The documentary tells the story of Landis and his successful 30-year con of regional art galleries – successful, that is, until he dupes art registrar Matthew Leininger who vows to expose Landis’ “philanthropy.” Starting out as an art mystery, the documentary becomes a story of one man’s battle against mental illness and the lengths one might go to find acceptance.
“Was he a Robin Hood? Was he trying to give art to the masses? Was he some sort of rejected artist trying to get back at the art world?” asks Cullman in a Tribeca Film Festival interview. “In the end it was actually none of those things and maybe all of those things. But it became a much deeper story …
“[Duped curators] kind of treated him as if he were a villain with malicious intent, and really that was actually not the case so … Mark became a much more deep and complex character once we realized those sort of classic motivations that would motivate a forger didn’t apply.”
After being diagnosed with schizophrenia and multiple behavior disorders in the 1970s, Landis sought to overcome the marginalization associated with these diseases, devising a plan that allowed him to gain respect among the elites of society: art forgery. What makes Landis’ plan unique is that he has never sold a painting, posing instead as a philanthropist, a priest or a grieving loved one executing a will.
“I like to keep busy …” Landis says at “I’ve been painting as long as I can remember, and it has brought me great joy to share my work with others … What I know is that painting is what keeps me happy, healthy and connected to the people around me.”
Reviewers call the film “jaunty and engaging,” “expertly crafted,” “spectacular” and “engrossing.” Stephen Holden of “The New York Times” says the documentary is “perversely satisfying.

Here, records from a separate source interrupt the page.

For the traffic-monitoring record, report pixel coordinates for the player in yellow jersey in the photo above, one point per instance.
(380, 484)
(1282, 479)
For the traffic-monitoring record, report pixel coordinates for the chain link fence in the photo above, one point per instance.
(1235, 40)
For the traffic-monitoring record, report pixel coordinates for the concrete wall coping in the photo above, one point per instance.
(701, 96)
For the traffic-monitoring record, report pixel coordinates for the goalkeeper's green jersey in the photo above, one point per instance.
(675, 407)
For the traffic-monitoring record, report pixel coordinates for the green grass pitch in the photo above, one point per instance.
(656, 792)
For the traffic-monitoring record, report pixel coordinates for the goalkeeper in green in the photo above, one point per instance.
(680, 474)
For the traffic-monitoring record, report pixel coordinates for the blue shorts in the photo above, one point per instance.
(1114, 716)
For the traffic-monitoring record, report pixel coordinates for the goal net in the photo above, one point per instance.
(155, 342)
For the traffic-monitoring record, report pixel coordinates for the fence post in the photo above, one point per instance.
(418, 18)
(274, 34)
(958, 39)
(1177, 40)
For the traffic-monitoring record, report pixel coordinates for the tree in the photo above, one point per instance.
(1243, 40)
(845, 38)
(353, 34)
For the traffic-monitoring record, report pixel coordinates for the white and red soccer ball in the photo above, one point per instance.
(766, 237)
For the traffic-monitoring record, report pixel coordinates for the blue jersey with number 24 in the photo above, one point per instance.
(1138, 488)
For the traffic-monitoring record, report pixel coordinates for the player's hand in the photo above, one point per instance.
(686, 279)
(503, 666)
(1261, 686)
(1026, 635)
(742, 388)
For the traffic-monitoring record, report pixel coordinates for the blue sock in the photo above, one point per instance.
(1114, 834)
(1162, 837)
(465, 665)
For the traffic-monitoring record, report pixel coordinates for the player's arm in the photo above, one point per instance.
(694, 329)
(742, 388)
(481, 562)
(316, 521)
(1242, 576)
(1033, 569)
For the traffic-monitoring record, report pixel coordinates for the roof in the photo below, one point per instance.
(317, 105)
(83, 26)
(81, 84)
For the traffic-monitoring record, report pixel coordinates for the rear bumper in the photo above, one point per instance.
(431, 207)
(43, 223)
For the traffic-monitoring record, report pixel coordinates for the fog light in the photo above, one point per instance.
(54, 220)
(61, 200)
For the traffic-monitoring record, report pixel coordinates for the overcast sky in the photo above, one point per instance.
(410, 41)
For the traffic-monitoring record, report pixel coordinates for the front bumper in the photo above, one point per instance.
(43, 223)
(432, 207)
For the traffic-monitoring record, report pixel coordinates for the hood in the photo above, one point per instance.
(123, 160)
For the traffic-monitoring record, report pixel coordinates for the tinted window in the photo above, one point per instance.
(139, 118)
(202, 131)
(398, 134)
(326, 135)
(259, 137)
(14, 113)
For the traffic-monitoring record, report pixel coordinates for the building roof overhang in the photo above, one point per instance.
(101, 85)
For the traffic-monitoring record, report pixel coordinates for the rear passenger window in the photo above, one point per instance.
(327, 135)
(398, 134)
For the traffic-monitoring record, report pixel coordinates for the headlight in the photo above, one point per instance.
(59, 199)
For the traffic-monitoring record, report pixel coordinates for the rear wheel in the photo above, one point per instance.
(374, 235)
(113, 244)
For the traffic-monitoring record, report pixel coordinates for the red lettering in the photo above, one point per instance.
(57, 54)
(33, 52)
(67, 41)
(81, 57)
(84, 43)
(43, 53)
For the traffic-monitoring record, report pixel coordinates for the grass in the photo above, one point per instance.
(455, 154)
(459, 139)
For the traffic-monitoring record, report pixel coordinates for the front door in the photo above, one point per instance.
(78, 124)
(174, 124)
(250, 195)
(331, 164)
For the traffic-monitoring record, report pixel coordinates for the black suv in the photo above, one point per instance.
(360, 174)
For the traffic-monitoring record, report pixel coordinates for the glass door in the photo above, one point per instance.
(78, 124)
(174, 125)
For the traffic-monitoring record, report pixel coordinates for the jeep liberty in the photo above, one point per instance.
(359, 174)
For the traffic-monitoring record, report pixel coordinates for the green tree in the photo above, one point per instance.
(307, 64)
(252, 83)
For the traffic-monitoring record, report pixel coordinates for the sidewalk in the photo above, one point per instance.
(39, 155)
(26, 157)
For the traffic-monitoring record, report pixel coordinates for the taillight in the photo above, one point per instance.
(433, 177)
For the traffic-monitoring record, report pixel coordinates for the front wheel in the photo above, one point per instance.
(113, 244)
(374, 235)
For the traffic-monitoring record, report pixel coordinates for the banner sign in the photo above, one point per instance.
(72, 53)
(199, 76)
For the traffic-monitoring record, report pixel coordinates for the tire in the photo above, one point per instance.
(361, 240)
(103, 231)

The art world deserves him.”
The film also features a soundtrack composed by Stephen Ulrich to evoke big band music of the 1930s and 1940s as well as the solo guitar work of Eddie Lang.
The music, the filmmakers say, was inspired by the music always playing in Landis’ red Cadillac and has a strong “film noir” flavor, also inspired by Landis’ obsession with old movies. “The Washington Post” calls the score “jazzy,” with “a jaunty, winking feel.”
“Initially you think ‘Well why are we celebrating a forger?’ ” says Anita DeAngelis, director of the Mary B. Martin School of the Arts, “but the interesting thing with Mark Landis is that he is not breaking the law. He’s skirting this odd area and I think it’s definitely worth a conversation. We are very excited that Landis himself will be joining us for the discussion after the film.”